Examples in two dimensions (green is 1, red is 0):
You can easily count the number of 2d efficiency functions that fit in some boundary ($b_1$, $b_2$). It is:
$$\frac{(b_1 + b_2)!}{b_1! b_2!} $$
Because looking at the function diagonally from the northeast, and distinguishing the tops and the rights of squares, you will always see $d_1$ tops and $d_2$ rights in some order, and every order is a valid and distinct efficiency curve.
In three dimensions you can think of this as placing sugar cubes into a box such that gravity applied down, left, or back does not cause the cubes to move.
You can look at this diagonally too and that picture uniquely defines the curve. Counting those is harder.
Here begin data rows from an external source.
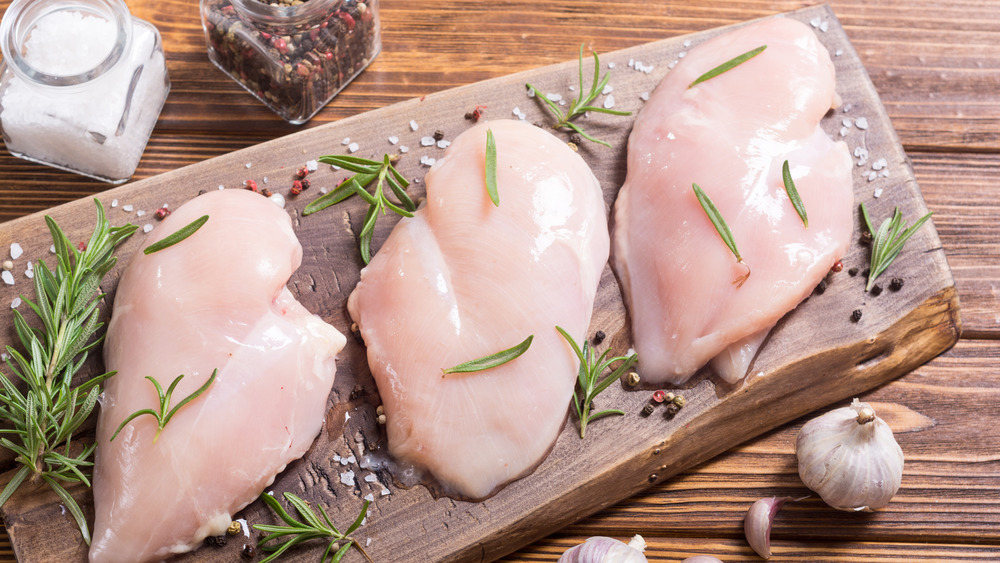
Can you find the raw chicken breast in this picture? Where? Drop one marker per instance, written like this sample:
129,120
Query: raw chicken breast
215,300
463,279
730,135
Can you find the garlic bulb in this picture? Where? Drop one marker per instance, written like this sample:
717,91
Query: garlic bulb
599,549
850,458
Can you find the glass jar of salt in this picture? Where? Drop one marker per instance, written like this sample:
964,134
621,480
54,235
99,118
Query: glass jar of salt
82,84
292,55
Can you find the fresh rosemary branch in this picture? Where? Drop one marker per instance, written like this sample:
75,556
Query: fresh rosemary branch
491,168
887,241
581,104
793,194
588,379
179,235
491,361
43,418
729,65
723,229
164,416
365,172
311,528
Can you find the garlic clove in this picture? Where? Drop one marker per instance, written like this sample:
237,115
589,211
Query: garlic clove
758,521
850,457
600,549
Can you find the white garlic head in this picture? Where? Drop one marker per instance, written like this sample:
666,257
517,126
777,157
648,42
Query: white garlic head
600,549
850,458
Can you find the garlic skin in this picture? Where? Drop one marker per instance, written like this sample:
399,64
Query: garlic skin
850,457
758,521
600,549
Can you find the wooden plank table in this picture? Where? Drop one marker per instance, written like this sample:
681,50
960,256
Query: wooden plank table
937,69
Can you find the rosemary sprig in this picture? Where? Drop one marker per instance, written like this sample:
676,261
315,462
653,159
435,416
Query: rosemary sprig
179,235
42,419
491,361
887,241
723,229
588,379
164,416
491,168
581,104
793,194
729,65
311,528
365,172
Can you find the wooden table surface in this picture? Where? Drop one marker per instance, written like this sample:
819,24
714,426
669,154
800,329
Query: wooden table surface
936,66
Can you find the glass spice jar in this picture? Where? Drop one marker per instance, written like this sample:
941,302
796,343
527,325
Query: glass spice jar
293,55
82,84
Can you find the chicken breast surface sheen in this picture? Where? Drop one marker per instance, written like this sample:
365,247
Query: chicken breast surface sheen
216,300
464,279
730,135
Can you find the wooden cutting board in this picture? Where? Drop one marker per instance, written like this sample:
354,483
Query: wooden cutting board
816,355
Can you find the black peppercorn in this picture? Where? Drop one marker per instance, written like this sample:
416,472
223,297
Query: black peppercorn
821,288
599,337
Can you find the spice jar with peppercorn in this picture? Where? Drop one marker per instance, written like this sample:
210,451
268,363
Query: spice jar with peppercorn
82,84
292,55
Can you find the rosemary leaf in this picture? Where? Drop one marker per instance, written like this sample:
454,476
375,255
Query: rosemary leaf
310,528
716,218
163,416
491,361
581,104
41,421
491,168
793,194
179,235
366,172
728,65
589,382
887,241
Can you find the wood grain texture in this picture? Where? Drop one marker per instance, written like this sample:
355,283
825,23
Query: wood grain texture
934,65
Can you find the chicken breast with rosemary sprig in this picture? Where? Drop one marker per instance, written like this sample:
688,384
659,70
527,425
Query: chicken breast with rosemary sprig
707,271
464,279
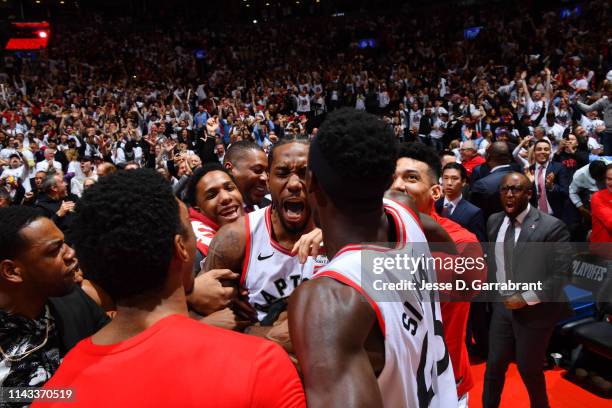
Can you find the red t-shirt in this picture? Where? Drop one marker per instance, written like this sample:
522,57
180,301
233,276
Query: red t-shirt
455,313
473,162
179,362
601,214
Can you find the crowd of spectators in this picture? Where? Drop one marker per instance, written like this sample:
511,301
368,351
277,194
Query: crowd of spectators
127,94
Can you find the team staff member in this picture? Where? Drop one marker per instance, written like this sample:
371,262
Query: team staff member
457,208
416,173
146,267
530,247
43,314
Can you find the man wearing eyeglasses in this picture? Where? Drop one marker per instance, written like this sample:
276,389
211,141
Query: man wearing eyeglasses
528,248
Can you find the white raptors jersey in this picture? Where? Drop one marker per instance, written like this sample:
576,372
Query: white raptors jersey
417,371
269,271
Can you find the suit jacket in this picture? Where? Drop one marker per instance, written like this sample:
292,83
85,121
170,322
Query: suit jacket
557,197
543,262
468,216
485,192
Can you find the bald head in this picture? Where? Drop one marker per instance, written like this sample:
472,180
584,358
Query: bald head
518,177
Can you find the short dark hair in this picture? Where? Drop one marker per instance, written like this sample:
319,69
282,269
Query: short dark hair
597,169
236,150
124,232
423,153
357,146
192,187
48,182
288,140
456,166
13,219
446,152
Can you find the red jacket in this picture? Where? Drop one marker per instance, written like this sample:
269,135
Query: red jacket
455,313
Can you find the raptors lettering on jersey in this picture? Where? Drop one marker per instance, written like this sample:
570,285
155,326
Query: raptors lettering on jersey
270,272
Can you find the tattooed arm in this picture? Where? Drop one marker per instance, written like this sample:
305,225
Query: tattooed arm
217,285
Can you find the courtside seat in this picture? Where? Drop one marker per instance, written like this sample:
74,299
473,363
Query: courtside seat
597,336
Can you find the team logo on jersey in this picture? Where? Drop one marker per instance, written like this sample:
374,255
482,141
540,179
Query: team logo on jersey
263,258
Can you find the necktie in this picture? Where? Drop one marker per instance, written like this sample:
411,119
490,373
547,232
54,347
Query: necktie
446,211
542,204
509,249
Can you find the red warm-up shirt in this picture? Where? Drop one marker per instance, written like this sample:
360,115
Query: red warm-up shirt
455,313
601,214
179,362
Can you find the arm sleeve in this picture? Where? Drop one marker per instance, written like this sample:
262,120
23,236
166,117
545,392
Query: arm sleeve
274,381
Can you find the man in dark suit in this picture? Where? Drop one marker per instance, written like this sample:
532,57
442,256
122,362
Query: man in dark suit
485,192
454,206
550,181
523,319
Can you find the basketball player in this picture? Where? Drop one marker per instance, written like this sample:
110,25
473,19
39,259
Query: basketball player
372,353
259,245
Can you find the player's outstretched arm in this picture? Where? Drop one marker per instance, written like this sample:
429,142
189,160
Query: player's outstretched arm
329,323
218,285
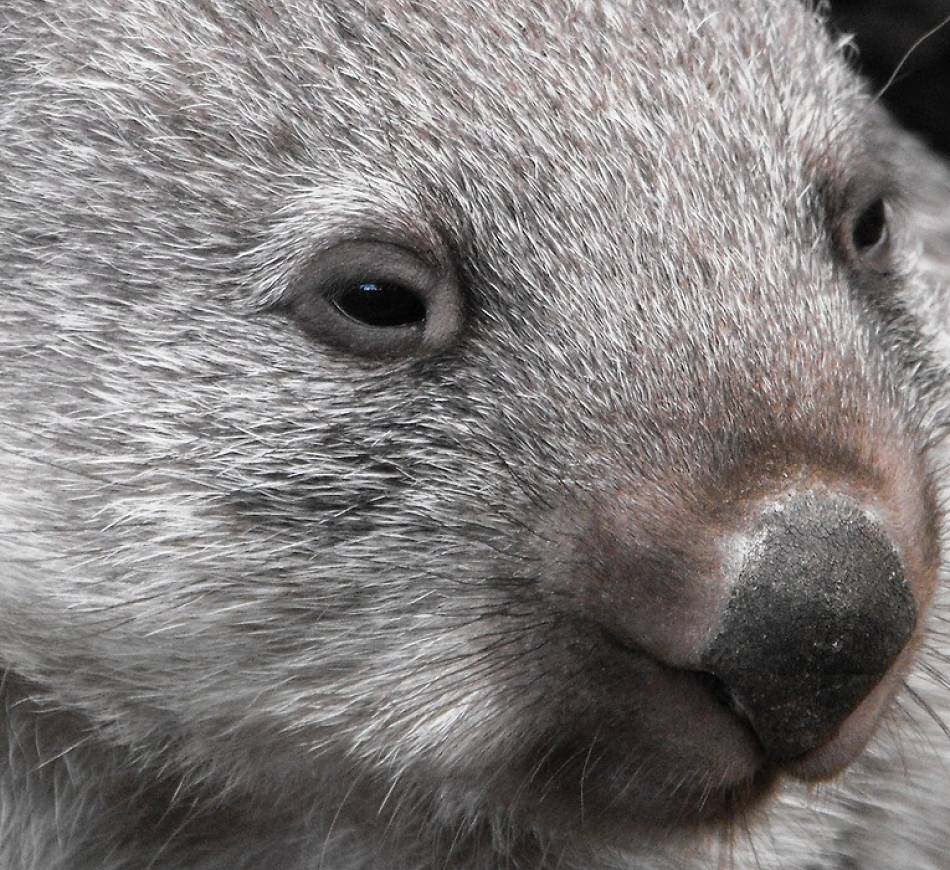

Here is an enumeration of all the efficiency functions in three dimensions with boundaries $(2,2,2)$:
I'm interested in studying this problem in $n$ dimensions. Specifically, I'd like to count how many efficiency functions exist in $n$ dimensions with the boundaries $b_1, b_2, ..., b_n$.
But again, I'm not asking you to do my homework (and this is not homework). I'm just asking what other people call this problem and a reference to anybody else that has written about this.